I got two pictures in .mix format to convert to jpg/gif. After lot's of googling I found some ways to convert but none of them work on my PCs. Unfortunately, I not been able to find out from who they originate.

The only solution now seems to be: does someone have PictureIt! and is willing to convert these two pictures for me?


----------



## Inactive (Apr 11, 2005)

can you not insert .mix files into word 2000, then plot the page to pdf writer or something like that?


----------



## KoosHopeloos (Nov 3, 2004)

@ Freddyhard: No, tried that as well.

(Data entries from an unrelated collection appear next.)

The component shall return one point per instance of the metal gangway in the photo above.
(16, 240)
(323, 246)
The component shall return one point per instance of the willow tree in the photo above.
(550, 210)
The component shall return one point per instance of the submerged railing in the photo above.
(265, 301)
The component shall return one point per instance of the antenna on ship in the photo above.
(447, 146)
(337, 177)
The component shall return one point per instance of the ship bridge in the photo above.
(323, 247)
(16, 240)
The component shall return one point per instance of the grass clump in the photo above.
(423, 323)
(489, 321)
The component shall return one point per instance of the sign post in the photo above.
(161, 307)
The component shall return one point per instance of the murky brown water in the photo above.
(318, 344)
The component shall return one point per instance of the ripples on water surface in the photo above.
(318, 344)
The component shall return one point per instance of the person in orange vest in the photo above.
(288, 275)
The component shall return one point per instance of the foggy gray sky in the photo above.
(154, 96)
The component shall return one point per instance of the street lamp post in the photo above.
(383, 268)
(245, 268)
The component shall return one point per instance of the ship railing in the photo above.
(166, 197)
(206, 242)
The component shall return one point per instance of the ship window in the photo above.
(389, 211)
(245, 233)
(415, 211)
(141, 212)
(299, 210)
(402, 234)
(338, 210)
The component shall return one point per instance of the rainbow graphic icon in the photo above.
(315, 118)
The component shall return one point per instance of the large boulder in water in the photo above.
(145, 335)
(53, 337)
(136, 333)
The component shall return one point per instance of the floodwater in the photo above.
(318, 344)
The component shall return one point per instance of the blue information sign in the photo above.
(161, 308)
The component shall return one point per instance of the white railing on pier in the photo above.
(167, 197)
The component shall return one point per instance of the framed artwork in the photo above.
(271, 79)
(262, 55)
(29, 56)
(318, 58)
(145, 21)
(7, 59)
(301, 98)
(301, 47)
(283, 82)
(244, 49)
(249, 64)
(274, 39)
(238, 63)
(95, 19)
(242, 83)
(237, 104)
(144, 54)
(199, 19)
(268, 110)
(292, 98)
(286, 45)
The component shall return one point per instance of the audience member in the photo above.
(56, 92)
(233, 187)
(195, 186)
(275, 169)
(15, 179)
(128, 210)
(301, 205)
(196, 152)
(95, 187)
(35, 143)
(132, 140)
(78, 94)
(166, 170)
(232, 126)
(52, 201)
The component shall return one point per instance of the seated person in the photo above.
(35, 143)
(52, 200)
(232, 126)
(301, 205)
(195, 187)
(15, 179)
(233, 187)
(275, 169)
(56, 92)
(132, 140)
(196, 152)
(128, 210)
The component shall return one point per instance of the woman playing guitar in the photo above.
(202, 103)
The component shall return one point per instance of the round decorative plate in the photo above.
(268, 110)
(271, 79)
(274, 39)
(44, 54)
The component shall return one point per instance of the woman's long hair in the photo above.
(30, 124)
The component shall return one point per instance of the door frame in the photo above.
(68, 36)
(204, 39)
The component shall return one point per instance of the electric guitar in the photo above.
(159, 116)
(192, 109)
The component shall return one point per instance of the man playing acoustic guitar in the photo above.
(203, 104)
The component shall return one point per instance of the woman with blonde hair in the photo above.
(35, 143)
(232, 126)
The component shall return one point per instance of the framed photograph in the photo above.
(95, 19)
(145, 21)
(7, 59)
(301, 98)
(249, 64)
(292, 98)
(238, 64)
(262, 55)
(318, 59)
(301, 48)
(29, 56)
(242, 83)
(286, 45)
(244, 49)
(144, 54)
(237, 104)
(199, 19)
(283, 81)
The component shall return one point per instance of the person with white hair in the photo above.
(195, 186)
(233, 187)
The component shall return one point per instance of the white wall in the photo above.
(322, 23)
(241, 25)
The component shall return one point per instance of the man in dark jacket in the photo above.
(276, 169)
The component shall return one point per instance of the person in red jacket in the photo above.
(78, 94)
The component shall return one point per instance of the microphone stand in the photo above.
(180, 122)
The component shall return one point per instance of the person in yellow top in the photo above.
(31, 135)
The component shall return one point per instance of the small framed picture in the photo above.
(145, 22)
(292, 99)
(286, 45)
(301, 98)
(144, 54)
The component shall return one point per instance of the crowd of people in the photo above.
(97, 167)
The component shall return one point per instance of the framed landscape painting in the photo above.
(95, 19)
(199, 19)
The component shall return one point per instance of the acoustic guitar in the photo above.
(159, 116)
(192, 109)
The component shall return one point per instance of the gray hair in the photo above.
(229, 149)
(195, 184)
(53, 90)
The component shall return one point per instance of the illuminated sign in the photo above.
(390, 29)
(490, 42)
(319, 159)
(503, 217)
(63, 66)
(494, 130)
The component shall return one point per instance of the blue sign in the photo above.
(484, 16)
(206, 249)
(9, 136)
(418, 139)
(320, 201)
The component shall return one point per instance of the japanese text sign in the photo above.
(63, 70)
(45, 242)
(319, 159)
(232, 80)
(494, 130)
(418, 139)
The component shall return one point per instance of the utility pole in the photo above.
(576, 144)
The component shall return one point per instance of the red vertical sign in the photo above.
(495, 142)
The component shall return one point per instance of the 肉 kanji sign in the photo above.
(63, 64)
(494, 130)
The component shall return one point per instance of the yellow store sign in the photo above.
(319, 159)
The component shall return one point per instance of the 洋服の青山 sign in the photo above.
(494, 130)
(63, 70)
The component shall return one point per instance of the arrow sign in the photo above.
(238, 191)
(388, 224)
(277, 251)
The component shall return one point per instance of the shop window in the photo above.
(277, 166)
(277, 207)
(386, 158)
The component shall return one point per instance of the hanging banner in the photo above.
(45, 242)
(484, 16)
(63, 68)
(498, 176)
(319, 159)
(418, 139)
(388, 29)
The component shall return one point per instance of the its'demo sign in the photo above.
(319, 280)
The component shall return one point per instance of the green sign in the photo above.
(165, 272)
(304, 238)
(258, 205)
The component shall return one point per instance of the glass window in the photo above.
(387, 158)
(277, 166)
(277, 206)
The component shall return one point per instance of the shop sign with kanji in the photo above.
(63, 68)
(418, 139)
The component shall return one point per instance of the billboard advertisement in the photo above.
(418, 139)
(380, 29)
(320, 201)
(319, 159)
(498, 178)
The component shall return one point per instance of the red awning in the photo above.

Strangely enough, on my WinXP Explorer, if I click on the file it appears on the left, but not on my Win2000.


----------



## Inactive (Apr 11, 2005)

no i meant micorsoft word - the program not the OS. i have inserted .mix files before and made pdf's of them from there.


----------



## koala (Mar 27, 2005)

Have you tried *XnView* media converter?

http://www.techsupportforum.com/f159/picture-it-microsoft-digital-imaging-104749.html


----------



## KoosHopeloos (Nov 3, 2004)

@ Freddyhard: I'm sorry, I was not clear... I tried Word2000 on Win2000 and WinXP on WinXPPRo to do the Word trick, but it didn't work.

@ Koala: I was under the impression that XnView was not albe to convert .mix files, but I'll give it a try.


----------



## KoosHopeloos (Nov 3, 2004)

@ Koala: The FULL version of XnView did the trick! Thanks!


----------